The type 290 engine of the 330-GT is a new unit with the bore centers farther apart than in the 400 Super-america, although bore and stroke are identical (77 x 71 mm, V-12). Clearly, Ferrari will enlarge this engine when more displacement is needed. The 330-GT is rated at 300 bhp @ 6600 rpm; well above the 240 bhp @ 7000 of the “two plus two.” Wheelbase is two inches longer, and the independent front suspension differs from the 250-GT series in having needle roller bearings on the king-pins and a thicker anti-roll bar. Pininfarina styled the body and has been criticized for the headlight treatment, but no one has questioned the value of quad lights. Mike Parkes said they showed a clear superiority during night testing. Ferrari hopes to maintain a 3-car-a-day production schedule in 1964, shared among the 330-GT, the 250-GT Berlinetta, and the 250-LM. Also planned is a larger model to take the place of the 400 SA.

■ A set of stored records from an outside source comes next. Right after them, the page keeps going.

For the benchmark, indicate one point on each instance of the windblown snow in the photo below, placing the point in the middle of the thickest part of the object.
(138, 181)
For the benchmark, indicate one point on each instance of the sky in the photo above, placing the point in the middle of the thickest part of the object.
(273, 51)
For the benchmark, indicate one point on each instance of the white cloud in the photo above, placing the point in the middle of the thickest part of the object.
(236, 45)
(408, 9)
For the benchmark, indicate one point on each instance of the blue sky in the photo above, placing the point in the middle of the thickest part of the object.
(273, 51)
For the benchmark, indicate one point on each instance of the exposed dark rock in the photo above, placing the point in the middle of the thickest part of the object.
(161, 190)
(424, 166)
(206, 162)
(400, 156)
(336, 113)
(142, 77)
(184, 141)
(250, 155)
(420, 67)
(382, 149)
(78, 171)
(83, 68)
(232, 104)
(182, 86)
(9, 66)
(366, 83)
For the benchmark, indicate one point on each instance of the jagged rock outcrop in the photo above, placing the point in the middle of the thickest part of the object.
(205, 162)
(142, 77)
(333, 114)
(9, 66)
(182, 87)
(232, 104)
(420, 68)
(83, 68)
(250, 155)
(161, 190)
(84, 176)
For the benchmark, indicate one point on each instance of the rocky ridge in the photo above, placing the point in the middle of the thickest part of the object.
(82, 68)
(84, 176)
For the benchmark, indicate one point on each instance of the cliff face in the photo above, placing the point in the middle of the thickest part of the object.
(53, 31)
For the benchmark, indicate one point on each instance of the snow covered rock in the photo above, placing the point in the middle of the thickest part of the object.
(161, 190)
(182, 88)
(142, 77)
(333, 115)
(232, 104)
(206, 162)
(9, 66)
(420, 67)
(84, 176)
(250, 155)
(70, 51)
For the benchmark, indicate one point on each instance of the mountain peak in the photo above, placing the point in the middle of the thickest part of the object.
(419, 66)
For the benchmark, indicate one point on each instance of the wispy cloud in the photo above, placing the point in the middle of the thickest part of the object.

The racing department is busier than ever, it seems, and there are new models for both sports car and GP races. The new 275-P has an enlarged (3.3-liter) version of the Testa Rossa V-12 located ahead of the rear wheels, and the 330-P has the old-block 4-liter in what is basically the same chassis.

For Grands Prix, Ferrari will use two V-6 cars (as raced at Monza last year), two V-8 fuel-injection cars, and two 12-cylinder cars destined for high-speed circuits. The 90 V-8 has a bore and stroke of 64 x 57.8 mm and a displacement of 1487.5 cc, and reputedly puts out 215 bhp at 10,000 rpm. On the flat-twelve, they are still experimenting with different bores and strokes, and no power figures are available. Team engineer Forghieri seems to expect something like 225 bhp @12,000 rpm. Air intake pipes on the V-8 have been relocated with a port on top of the head; the flat-twelve has side ports with the intake on top and the exhaust below. To meet the torque characteristics of the 12— cylinder engine, Ferrari has come up with a 7-speed transmission! It’s a good thing that the current F-1 only has two years to go. —Pete Coltrin


A batch of shiny 330-GT coupes fresh from the Maranello Assembly line await collection

Fuel-Injected V-8 has new heads and ports.

Sensational new flat-12 may debut at Spa.